Yes, you can get FREE advertising by piggy-backing off of bigger brands.
No, it’s not stealing… It’s called social media 🙂
As a small business owner or startup founder, it’s imperative to understand the power of social media and how you can leverage it to get free advertising for your brand.
I’m going to show you an example:
The last few days, we’ve all been captivated by “that unicorn drink at Starbucks.” I’m assuming that many of you fall into the same boat as Michelin Maynard who gave into the temptation of the “limited edition pink and blue drink topped with a mountain of whipped cream and sprinkled with ‘fairy powders.'”
The pink drink has undoubtedly dominated the social media sphere the last few days with mixed reviews of the good, the bad, and the ugly. Starbucks absolutely knew social media would go wild with this drink, but they’ve also pumped a pretty penny into the marketing efforts of the ‘Instagrammable‘ drink.
Regardless of which side of the fence you’re on, marketers like myself love brands that cause the Internet to fight.
Fighting means conversation, and conversation means eyeballs. It’s as simple as that.
So how do small business owners capitalize on marketing stints like this from bigger brands who have the more money to play? Use social media (because it’s free) to lead your audience from another brand’s piece of buzz-worthy content to your brand. That’s exactly what this local business owner did in Spokane, WA:
Why does this “organic marketing” like this work so well for a small-town shop?
Because when you align your message with the correct audience at the right time, you get results. Here’s how Elizabeth did just that:
Create a Compelling Message
As organic as marketing gets, Elizabeth commented on a trending article from local news station’s Facebook page.
She didn’t need to use an eye-catching graphic or a witty caption. All she did was post a raw, authentic photo of someone enjoying the “original” unicorn frap, a short caption with a lot of exclamation points, and created an emotional appeal by calling users to help “keep small businesses alive.”
The message was short, to-the-point, and just playful enough that it doesn’t come across as salesy.
Know Your Audience
Especially if you’re a small business owner or a company just getting off of the ground, you should spend ample amounts of time understanding your target audience inside and out.

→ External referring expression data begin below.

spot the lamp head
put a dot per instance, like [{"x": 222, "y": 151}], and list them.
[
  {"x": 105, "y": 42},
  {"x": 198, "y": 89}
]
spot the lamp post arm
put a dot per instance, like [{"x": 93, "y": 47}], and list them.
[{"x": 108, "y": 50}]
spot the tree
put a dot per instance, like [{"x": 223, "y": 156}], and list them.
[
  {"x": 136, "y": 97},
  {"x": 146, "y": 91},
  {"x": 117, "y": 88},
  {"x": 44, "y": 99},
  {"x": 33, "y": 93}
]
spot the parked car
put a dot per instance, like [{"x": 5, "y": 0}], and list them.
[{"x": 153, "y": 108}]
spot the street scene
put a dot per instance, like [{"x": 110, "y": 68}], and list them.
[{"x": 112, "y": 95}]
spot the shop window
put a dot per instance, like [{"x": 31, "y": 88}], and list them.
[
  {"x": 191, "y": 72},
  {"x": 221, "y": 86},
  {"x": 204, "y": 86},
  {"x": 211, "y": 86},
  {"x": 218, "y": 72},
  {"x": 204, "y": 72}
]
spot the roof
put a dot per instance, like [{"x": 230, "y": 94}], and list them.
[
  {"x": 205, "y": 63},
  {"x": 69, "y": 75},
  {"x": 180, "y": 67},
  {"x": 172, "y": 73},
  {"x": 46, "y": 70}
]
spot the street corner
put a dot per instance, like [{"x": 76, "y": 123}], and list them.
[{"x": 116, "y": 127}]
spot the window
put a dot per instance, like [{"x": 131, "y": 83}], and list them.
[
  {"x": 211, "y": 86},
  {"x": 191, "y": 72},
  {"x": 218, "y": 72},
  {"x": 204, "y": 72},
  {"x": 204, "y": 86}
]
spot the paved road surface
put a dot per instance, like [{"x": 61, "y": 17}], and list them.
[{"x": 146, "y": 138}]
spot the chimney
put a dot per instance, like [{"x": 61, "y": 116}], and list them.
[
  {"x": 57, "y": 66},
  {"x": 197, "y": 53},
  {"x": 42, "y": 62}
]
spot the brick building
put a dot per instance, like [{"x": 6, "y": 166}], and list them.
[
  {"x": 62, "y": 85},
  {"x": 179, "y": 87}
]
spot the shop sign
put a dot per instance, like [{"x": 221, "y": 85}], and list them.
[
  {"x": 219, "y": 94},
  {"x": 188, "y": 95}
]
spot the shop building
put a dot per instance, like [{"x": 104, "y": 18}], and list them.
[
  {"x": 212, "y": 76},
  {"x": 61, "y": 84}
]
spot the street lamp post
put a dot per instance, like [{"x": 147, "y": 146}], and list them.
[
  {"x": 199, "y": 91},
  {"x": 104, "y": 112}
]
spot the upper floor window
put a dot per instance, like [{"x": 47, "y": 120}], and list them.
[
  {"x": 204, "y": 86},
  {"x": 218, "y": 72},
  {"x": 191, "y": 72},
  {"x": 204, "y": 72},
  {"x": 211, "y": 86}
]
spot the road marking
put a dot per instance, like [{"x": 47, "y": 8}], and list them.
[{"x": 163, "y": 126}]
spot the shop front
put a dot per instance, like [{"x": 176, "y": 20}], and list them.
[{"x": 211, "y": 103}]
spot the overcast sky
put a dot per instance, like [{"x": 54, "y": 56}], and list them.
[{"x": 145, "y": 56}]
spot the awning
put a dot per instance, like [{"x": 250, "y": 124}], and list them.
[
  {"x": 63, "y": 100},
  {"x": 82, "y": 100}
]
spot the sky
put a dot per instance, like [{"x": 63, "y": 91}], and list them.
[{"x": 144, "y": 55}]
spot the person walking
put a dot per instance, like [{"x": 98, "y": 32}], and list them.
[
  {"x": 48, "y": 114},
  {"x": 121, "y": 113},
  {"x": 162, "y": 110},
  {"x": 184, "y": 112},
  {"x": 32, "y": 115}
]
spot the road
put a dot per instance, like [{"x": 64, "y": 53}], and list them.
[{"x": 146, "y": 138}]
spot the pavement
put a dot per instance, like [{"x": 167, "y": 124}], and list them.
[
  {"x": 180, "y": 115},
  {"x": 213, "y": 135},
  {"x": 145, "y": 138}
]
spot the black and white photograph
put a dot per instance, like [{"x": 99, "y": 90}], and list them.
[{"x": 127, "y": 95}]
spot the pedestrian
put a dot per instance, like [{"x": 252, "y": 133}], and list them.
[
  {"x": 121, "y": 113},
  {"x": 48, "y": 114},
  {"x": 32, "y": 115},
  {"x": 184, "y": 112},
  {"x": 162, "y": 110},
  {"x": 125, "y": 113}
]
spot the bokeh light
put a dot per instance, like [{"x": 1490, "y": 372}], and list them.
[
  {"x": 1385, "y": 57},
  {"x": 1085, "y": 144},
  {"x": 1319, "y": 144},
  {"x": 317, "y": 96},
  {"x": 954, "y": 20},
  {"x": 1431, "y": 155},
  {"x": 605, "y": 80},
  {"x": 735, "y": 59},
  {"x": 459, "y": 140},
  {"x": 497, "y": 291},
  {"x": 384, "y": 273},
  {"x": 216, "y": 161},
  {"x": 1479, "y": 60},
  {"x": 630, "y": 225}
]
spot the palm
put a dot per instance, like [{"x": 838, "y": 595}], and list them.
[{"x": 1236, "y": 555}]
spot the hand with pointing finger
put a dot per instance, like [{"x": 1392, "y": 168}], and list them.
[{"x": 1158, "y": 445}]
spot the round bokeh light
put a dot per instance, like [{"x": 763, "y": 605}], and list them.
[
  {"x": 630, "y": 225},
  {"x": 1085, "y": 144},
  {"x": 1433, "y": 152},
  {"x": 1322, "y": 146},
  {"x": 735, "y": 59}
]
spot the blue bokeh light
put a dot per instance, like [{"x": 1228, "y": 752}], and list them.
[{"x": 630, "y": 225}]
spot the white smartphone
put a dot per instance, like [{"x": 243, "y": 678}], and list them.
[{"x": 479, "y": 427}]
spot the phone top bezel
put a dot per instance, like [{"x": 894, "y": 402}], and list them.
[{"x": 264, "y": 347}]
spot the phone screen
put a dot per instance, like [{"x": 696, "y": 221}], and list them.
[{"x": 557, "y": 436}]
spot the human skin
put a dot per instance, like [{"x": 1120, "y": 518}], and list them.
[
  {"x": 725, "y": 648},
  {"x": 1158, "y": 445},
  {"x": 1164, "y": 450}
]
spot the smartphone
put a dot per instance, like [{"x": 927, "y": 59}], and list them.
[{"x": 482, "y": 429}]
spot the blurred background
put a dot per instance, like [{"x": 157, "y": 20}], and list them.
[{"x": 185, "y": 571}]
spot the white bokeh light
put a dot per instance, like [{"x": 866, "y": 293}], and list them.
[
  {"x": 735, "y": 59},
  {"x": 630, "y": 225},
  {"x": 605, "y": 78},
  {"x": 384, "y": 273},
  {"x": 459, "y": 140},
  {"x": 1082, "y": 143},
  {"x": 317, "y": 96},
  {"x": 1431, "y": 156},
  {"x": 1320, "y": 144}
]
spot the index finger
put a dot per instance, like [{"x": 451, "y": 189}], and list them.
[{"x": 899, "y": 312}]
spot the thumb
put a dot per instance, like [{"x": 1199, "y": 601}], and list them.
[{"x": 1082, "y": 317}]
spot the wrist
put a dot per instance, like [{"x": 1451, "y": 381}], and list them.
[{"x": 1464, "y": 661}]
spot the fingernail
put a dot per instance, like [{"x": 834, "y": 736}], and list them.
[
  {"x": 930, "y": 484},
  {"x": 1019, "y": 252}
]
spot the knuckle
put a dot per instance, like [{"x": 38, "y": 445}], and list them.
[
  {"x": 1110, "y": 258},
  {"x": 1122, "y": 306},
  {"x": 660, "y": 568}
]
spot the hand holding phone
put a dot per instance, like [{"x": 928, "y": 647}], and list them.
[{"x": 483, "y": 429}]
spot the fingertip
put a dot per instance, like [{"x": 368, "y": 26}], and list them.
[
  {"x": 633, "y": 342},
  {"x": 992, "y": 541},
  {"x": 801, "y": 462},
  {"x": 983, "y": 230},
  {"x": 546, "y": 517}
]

While it could’ve just been posted on a whim without thinking of who would see it, Elizabeth nailed this post by attracting the exact type of customer that Sweet Frostings wants — loving moms who use their kids as an excuse to go get sweets.
Where is the attention of these loving moms? Facebook.
Not only Facebook, but in particular they love to frequent the Facebook pages of local news stations as it’s a way for them to stay informed in their community and be heard by local authorities.
In addition, Spokane’s tight-knit community loves to support local businesses. By reminding the audience to support local, Elizabeth creates an appeal that Starbuck’s can’t. This serves as a good reminder for marketers to always play to your strengths.
The audience clearly enjoyed Elizabeth’s comment as it garnered over 20 likes in a matter of a few hours on top of a reply from the news station itself.
Timing is Everything
Good marketers don’t guess; they rely on data to drive their decisions.
In Elizabeth’s case, she took advantage of one of the most talked about topics of the week to garner some local attention.
At a time where everyone is going half-crazy over a drink named after a mythical creature, Elizabeth took the opportunity bring attention to a more important matter: Why would you pay an arm and a leg at Starbucks when you can get the same drink for cheaper and help stimulate your local economy?
As a result, Elizabeth earned Sweet Frostings a free piece of media that has (at the time of this writing) equated to an extra 214 Likes, 36 comments, and 31 shares on Facebook for the brand. Worth the 30 seconds it took to post the comment? I think so!
If you’re a small fish in a big pond, I encourage you to get gritty with your marketing because if you don’t, the shop down the street will.